前橋国際大が26年度開設、“フードテック” 新学部の狙い
共愛学園前橋国際大学は「デジタル・グリーン学部」を2026年度に新設する。情報・デジタルと食・環境をつなぐフードテックなどを学べるようにする。文部科学省が新設した基幹教員制度を用いIT企業の社員らを教員として採用し、専門的な知見を持つ人材を育てる。文系単科大学からの転身で、地域ニーズに対応しやすくする。
共愛学園前橋国際大学は現在、国際社会学部のみで1学年の定員は約300人。これを250人に減らし、デジタル・グリーン学部を同100人で新設する。文科省への設置認可申請を24年度に予定している。
同大は学生の9割が群馬県内出身者で、就職も8割が同県内。群馬県は食品産業の規模が大きい。前橋市は国のデジタル田園都市国家構想と連動し「デジタルグリーンシティ」構想を推進中だ。
同大はこうした状況を踏まえてデジタル・グリーン学部のカリキュラムを構築。食の6次産業における脱炭素、センサーの技術やデータを使った農業「インターネット・オブ・プラント」や酒造りの匠の技の再現などで、新学部の卒業生が地域社会に貢献できると見る。

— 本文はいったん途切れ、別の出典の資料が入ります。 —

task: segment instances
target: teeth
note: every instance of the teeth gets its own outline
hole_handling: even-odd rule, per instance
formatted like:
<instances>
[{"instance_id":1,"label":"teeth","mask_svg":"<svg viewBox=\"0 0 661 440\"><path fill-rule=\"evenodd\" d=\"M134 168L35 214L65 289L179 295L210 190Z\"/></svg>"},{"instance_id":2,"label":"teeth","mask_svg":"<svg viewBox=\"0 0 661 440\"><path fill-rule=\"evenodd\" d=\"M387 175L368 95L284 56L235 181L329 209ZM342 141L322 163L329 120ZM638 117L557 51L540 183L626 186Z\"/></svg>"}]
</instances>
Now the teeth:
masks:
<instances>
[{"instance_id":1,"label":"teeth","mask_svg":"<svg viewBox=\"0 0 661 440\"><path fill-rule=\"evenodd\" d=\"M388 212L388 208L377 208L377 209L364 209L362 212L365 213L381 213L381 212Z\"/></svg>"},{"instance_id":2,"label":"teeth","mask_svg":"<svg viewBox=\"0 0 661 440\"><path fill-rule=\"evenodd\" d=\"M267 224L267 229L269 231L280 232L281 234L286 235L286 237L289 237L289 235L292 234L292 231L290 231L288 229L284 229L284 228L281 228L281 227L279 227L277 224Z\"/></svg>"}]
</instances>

教員の採用では、文科省が大学設置基準改正で設けた基幹教員制度を導入する。主要科目の担当が8単位以上などの条件で、別組織に所属する人を設置基準上はその大学の教員としてカウントできる仕組みだ。
今回は企業人や自治体関係者をクロスアポイントメント(複数組織との雇用契約)で活用し、IT企業の社員などに教員として活躍してもらう。学生は現場経験に基づく講義を受けられ、大学は教員の人件費を抑制できるメリットがある。